If not at the dinner table, those conversations should be taking place in legislative committees, church fellowship halls and other community gathering places, he suggests.

In Money Enough: Everyday Practices for Living Faithfully in the Global Economy, the scholar of religion and economics addresses nuances of one of society's most taboo topics: Money. Citing voices ranging from Aristotle to Bono and Adam Smith to George W. Bush, he writes about greed, sharing, spending, consumerism, fairness, and justice. He writes about money as it relates to religion and values, and politics and public policymaking and explores ideas such as:

  • Changing the question from "Do I have enough?" to "Do we have enough?"
  • Society's responsibility as stewards of a mutual future.
  • Staying sane amid a world of consumer messages that we need more stuff to be happy.
  • Finding meaningful work as well as time for leisure and loved ones. 
  • How debt can negatively affect individuals and governments.

Money Enough is part of the Practices of Faith Series from Jossey-Bass, a Wiley imprint, and is expected to become popular with church forums and discussion groups.

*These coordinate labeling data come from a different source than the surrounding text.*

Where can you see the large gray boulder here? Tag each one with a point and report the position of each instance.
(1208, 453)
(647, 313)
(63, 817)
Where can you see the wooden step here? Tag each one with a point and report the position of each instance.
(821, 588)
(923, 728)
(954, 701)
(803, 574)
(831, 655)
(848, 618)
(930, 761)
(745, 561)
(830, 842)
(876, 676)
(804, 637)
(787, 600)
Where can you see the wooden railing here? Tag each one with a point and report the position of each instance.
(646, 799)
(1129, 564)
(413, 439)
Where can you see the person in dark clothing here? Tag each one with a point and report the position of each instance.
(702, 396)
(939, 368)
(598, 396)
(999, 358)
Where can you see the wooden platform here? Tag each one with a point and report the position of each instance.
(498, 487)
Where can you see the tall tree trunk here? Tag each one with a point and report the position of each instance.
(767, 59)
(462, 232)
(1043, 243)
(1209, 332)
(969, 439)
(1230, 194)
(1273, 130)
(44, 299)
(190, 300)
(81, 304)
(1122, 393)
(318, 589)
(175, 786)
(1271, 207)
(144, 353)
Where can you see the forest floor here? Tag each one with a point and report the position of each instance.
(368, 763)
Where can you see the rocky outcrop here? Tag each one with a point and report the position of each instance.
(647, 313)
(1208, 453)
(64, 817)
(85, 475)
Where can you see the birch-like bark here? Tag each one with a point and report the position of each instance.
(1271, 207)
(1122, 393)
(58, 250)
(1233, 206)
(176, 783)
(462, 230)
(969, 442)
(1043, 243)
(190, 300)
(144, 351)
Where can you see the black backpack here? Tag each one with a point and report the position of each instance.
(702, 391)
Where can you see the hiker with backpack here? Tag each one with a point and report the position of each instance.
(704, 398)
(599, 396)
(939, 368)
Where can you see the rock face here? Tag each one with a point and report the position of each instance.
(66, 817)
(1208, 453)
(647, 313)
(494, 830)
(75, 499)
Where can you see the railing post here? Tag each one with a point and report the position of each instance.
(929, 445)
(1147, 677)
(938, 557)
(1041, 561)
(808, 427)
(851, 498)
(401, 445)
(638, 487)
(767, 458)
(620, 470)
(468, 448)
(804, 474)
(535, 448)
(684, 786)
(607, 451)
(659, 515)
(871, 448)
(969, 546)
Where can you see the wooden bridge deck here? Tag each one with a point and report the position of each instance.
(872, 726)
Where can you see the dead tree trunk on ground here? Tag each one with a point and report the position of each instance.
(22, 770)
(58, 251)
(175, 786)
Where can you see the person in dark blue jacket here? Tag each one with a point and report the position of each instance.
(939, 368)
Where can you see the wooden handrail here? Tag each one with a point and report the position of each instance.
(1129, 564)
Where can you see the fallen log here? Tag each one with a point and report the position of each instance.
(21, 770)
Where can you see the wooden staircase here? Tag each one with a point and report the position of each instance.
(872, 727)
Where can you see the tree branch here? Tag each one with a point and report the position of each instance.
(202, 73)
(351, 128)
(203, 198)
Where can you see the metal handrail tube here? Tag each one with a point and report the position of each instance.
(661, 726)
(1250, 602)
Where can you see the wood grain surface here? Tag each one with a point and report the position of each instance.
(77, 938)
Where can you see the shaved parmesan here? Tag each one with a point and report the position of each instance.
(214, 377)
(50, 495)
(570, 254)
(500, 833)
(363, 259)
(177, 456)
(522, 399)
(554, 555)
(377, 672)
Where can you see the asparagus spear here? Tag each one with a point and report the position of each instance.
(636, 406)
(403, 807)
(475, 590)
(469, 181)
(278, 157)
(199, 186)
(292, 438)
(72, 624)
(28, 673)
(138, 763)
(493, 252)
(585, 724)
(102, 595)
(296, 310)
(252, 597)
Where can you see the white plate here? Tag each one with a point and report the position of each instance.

The themes in the book offer insight for all readers, regardless of faith or religious affiliation.

About the Author:
Douglas Hicks studied religion, ethics and economics at Harvard under noted theologian Ronald Thiemann and Nobel Prize-winning economist Amartya Sen. Hicks’ work on religion in the workplace has received national media coverage, in outlets including The Chicago Tribune, The New York Times, Diversity Inc., CBS Evening News, NBC Today, and CNN International. He is the author of the widely praised With God on All Sides: Leadership in a Devout and Diverse America. Hicks teaches at the Jepson School of Leadership Studies at  the University of Richmond and is a Presbyterian minister.